Madame Aude Luquet, l'hébergement d'urgence est un sujet à aborder avec beaucoup d'humilité. Il s'agit de donner un toit à chacun et d'héberger les plus fragiles. Actuellement, nous finançons 135 000 places tous les jours, soit environ la population d'Amiens. Ce n'est très certainement pas assez. Chacun le constate, et l'hiver approche, du fait de la paupérisation de certains, de la pression migratoire, les demandes sont très importantes. Il faut donc poursuivre l'effort d'accompagnement d'urgence, et les crédits sont en augmentation. Avec les associations, nous préparons l'hiver pour identifier des sites, mettre en place des mécanismes nouveaux. L'étape suivante est de passer de l'hébergement au logement : faute d'adresse, la réinsertion est difficile. Nous y consacrons 5 millions d'euros d'ici la fin du quinquennat, avec des dispositifs comme l'intermédiation locative, les prêts locatifs aidés d'intégration (PLAI) adaptés, les pensions de famille, comme nous en avons visité avec Mme la présidente il y a quinze jours. J'ai participé à Amiens il y a quelques jours aux rencontres de la fédération des acteurs de la solidarité, présidée par M. Louis Gallois. J'y ai dit clairement que, dans les CHRS, les différences de coût de fonctionnement vont du simple au double. Souvent cela s'explique, mais il importe aussi de se fixer une cible. La diminution des crédits consacrés aux CHRS résulte de la prise en compte de ce coût cible de gestion. Mais de manière générale, les crédits d'hébergement d'urgence augmentent. Ce que nous avons fait pour les CHRS pose de vrais problèmes dans certains cas. Je me suis donc engagé auprès des acteurs de la solidarité à financer, dans le cadre du plan de lutte contre la pauvreté, un certain nombre de centres en grande difficulté, surtout ceux qui accueillent des familles et soutiennent le passage de l'hébergement au logement. J'en profite pour saluer l'action menée par les associations.

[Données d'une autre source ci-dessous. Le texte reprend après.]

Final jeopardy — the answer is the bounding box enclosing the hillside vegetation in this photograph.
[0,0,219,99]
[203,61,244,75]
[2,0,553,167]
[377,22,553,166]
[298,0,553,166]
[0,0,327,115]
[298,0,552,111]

Vous m'interrogiez aussi sur le rôle des associations. Pendant très longtemps, on a considéré qu'elles étaient là pour faire ce que l'État n'était pas capable de faire. Il était donc satisfait de les voir agir derrière les politiques publiques. Cela dépend, certes, des ministères. C'est peut-être caricatural, mais j'ai passé plusieurs années à Bercy, où je n'ai jamais vu une association dans les couloirs. Or quand on fait de la politique d'aménagement, il faut s'appuyer sur les associations ! Dans mon ministère, il ne se passe pas un jour sans qu'on travaille avec l'une d'elles. À mes yeux, elles sont de vrais acteurs des politiques publiques et il faut définir celles-ci avec les élus locaux et avec les associations et partenaires économiques. À ne pas le faire, on compromet « le dernier kilomètre », celui qui importe tant puisqu'il touche l'Homme, que l'on veut remettre au centre. Quant au financement de ces associations, leurs lignes budgétaires augmentent de 15 millions d'euros, avec une attention particulière pour les petites associations. J'ai passé une matinée, vendredi dernier, avec celle que vous évoquez, Tous en stage, dont l'action est formidable. Il faut les accompagner différemment de ce qu'on fait pour les grosses associations. Nous allons donc financer 1 000 adultes relais en plus, pour porter leur nombre de 4 000 à 5 000. D'autre part, il faut cesser de faire des appels à projets pour tout, car c'est écarter les petites associations qui n'ont pas la capacité d'y répondre. Mes équipes sont en train de travailler dans ce sens.

Monsieur Guy Bricout, permettez-moi quelques rectifications. Vous parlez de réduction des dotations aux collectivités. C'était avant.